# ASUS Notebook Tastatur reparieren



## Bapf (20. März 2008)

Wenn jemand ein ASUS Notebook hat (A3G/L/N, A6, Z92, P60VA/VX) und die Taste hängt, kann das Problem wie folgt "verschoben" werden:

Ich habe dazu die Taste rausgerupft, indem ich an der linken Kante die Taste hochgezogen habe. Das scheint recht stabil zu sein, denn ich habe jetzt schon 10 mal ein und ausgehebelt bis ein Häkchen gebrochen ist. Die Taste hält aber zum Glück (mit drei Häkchen) troztdem noch. 

Das Problem warum ist Taste hängt ist der schwarze Gummi-Nibbel, der dafür sorgt, dass diese hochgefedert wird, der Gegendruck entsprechend entsteht und der Schalter der Platine Kontakt bekommt. Nach vielen Versuchen habe ich schließlich diesen Gumminibbel auch noch rausgezupft und gesehen, dass da ein Riss drinnen ist. Das ist der Grund, warum die Federkraft nicht mehr ausreicht und die Taste hängt.

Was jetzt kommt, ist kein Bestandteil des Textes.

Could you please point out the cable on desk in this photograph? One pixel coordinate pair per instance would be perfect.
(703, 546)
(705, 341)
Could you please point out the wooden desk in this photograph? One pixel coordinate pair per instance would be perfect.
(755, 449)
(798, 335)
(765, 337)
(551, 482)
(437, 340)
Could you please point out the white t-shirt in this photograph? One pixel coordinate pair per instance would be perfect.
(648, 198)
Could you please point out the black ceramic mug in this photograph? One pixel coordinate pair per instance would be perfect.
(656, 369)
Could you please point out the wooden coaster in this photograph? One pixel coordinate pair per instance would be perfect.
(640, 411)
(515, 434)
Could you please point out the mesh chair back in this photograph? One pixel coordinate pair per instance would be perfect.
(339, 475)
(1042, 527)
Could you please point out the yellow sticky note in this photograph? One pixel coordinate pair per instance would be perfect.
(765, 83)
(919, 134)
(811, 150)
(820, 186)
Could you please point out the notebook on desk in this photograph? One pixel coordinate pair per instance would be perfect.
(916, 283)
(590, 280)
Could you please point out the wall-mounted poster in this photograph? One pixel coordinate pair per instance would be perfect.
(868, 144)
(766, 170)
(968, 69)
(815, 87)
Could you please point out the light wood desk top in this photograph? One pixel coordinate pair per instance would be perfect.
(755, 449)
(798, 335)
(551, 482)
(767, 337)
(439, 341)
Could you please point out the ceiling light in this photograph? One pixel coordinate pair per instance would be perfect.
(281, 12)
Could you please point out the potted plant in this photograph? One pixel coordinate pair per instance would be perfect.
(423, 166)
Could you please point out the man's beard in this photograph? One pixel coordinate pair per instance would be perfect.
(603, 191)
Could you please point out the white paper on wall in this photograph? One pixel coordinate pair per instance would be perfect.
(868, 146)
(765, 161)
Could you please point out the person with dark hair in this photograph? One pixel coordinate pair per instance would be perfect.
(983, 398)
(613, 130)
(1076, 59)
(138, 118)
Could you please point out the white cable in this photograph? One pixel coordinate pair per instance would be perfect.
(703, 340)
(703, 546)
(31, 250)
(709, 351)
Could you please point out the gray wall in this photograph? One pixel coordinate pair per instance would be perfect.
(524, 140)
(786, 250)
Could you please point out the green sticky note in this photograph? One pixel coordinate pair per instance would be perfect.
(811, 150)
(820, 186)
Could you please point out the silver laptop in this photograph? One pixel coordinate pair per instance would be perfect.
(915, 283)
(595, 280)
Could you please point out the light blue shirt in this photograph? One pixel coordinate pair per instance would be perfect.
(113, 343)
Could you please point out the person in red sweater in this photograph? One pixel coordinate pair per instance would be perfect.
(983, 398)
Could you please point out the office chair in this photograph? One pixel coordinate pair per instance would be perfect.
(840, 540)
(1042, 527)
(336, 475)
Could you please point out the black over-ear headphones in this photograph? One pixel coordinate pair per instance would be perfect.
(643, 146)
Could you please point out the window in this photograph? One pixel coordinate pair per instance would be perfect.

Meine Lösung war, die Pausetaste auszuschlachten, da die defekte Pfeiltaste wesentlich häufiger benötigt wird. Dazu habe ich dort den Gumminibbel rausgezupft, der unter der Pfeiltaste eingebaut und somit das Problem "verschoben".

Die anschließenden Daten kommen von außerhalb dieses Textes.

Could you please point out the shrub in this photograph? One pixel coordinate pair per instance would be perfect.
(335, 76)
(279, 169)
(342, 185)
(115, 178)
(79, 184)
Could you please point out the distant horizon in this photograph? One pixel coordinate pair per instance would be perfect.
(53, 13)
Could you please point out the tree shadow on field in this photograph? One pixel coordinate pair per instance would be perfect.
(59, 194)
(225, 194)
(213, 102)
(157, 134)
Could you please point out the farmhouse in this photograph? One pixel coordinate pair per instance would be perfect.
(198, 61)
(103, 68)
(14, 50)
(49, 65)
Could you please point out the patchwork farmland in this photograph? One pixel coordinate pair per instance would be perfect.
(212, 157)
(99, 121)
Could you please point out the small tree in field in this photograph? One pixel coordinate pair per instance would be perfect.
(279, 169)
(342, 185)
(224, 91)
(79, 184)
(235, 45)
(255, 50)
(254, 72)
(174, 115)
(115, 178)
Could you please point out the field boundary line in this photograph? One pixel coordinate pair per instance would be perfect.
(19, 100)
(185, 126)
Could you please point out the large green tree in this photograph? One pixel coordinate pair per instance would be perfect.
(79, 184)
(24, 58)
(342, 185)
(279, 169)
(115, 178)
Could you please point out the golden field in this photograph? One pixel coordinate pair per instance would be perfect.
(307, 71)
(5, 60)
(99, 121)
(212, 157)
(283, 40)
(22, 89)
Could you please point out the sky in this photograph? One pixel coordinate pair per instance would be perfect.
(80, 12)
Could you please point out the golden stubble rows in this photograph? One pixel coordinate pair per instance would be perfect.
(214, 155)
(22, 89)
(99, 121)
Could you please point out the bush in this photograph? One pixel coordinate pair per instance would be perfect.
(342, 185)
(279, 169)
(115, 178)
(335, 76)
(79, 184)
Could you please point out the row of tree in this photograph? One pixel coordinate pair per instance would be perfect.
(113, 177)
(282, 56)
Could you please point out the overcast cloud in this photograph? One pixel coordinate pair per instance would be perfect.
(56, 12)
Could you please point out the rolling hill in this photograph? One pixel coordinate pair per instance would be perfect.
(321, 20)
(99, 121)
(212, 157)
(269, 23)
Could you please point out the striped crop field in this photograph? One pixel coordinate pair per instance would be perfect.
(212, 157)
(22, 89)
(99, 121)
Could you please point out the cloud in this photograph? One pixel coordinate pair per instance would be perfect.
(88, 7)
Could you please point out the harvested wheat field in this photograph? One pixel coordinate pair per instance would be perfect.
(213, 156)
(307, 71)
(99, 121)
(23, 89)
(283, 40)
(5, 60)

Meine Frage wäre jetzt: Wer kann mir so einen Gumminibbel verkaufen?

Die Tastatur wird sehr hoch (>> 40 Euro) gehandelt...


----------



## PC Heini (21. März 2008)

Grüss Dich

Wegen einem Nibbel gleich ne Tastatur zu kaufen? Bisschen viel Ersatzteile. Ich würde da eher mal zu nem PC Händler gehen und den nach alten Tastaturen fragen. Alternativ könntest Du aber auch mit feinen Druckfedern probieren. Feine Gummischläuche könnten auch passen.
War nur so eine Bastler Idee. Obs bei allen gut ankommt, weiss ich nicht.
Frohe Ostern


----------



## asusf8p_pc (14. November 2009)

Hallo liebe ASUS Laptop-Besitzer! 

Ich besitze auch ein solches, genauer gesagt die F8P White Christmas Edition.
Folgendes Dilemma nun: Ich hatte die Tastatur bzw. die TASTEN gereinigt, ...sie alle abgemacht (man kann sie ja abnehmen, "herausklicken") und dabei ist meine Entfern-Taste dabei kaputt gegangen!! Bzw. ist die besitzt die Taste ja einen kleinen "Stab" der an der Unterseite de rTaste befestigt ist, und dieser Stab wird ja in in 2 "Löcher" oder "Ösen" eingeführt, die den Stab festhalten. Eine davon ist nun abgebrochen! Habe versucht mit Sekundenkleber sie wieder ranzumachen, geht nicht. 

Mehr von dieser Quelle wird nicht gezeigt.